Zobaczył ze zdumieniem, że kostki jej palców zbielały wokół uszka z filiżanką kawy. Na twarz wystąpił jej rumieniec. Zamknęła oczy i zdawało mu się, że usłyszał westchnienie. Patrzył na nią lekko skonsternowany. To, co powiedział, musiało być oczywiste dla kobiety jej inteligencji. W ogóle nie wiedział, po co to mówił. Jeśli ta druga śmierć była morderstwem, to każdy kto ma alibi na cały wczorajszy wieczór i noc, musi być wolny od podejrzeń. Jakby wyczuwając jego zdziwienie, powiedziała:

– Przepraszam, moje zachowanie musi się wydać panu niemądre. Wiem, że to głupie czuć ulgę przy zwolnieniu z podejrzeń, kiedy się wie, że jest się niewinnym. Może to dlatego, że nikt z nas nie jest nigdy do końca niewinny. Psycholog miałby tu wiele do powiedzenia.
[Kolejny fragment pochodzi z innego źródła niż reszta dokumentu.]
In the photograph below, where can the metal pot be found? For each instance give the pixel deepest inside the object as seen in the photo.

Ale czy na pewno ma pan rację? Czy trucizny, jeśli to była trucizna, nie można było dolać do butelki whisky w dowolnym czasie albo podmienić butelkę na zatrutą? To mogło zostać zrobione, zanim wyjechałam do Amsterdamu we wtorek wieczorem.
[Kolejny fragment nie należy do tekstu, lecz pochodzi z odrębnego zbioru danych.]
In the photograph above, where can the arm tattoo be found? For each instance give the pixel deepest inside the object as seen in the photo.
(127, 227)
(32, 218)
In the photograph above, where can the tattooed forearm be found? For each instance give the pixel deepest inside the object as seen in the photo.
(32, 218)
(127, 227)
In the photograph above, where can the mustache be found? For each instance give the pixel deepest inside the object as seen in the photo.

– Obawiam się, że musi się pani pogodzić z własną niewinnością. Panna Fallon kupiła tę whisky w sklepie monopolowym Scunthorpe’a przy High Street wczoraj po południu i wzięła sobie z niej pierwszego i jedynego drinka w noc swojej śmierci. Butelka jest nadal niemal pełna, pozostała whisky, o ile wiemy, całkiem nieszkodliwa, a jedyne odciski palców na butelce należą do panny Fallon.

– Pracuje pan bardzo szybko. A więc trucizna została dodana albo do szklanki po tym, jak nalała sobie drinka, albo do cukru?

– Jeśli została otruta. Nie możemy być niczego pewni, dopóki nie dostaniemy wyników sekcji, a może nawet potem. Cukier już badamy, ale to tylko formalność. Większość studentek słodziła nim poranną herbatę i przynajmniej dwie swoją wypiły. Pozostaje nam kubek z whisky i gorącą wodą z cytryną. Panna Fallon bardzo ułatwiła sprawę mordercy. Cały Nightingale House wiedział, że jeśli nigdzie nie wychodziła wieczorem, to oglądała telewizję do końca programu. Miała kłopoty ze snem i nigdy nie kładła się wcześnie. Po zakończeniu programu szła do siebie i rozbierała się. Później w kapciach i w szlafroku udawała się do małego pokoju kredensowego na drugim piętrze, przyrządzić sobie wieczornego drinka. Trzymała whisky w sypialni, ale nie miała tam wody ani możliwości jej podgrzania. Wobec tego stałym zwyczajem nalewała porcję whisky do kubka i dodawała wodę z cytryną w pokoju kredensowym, gdzie dziewczęta trzymają w szafce cytryny, kakao, kawę, czekoladę i co tam jeszcze, żeby móc zrobić sobie w nocy coś do picia. Później zanosiła kubek z powrotem do sypialni i stawiała na stoliku nocnym, a sama brała szybką kąpiel i rozgrzana wchodziła do łóżka. Jak rozumiem, przyrządzała sobie drinka najpierw, żeby podczas jej pobytu w łazience wystygł do odpowiedniej temperatury i był gotowy do picia. Ten ustalony porządek nigdy się nie zmieniał.

Przełożona powiedziała:

– Zatrważające, ile ludzie wiedzą o cudzych zwyczajach w takiej zamkniętej społeczności jak nasza. Ale to, naturalnie, nieuchronne. Nie ma tu miejsca na prywatność. Jakżeby mogło być inaczej? Wiedziałam oczywiście o whisky, ale nie miałam powodu interweniować. Ta dziewczyna nie była alkoholiczką i nie częstowała młodszych studentek. W jej wieku miała prawo pić na noc, co się jej podoba. Dalgliesh spytał, skąd wiedziała o whisky.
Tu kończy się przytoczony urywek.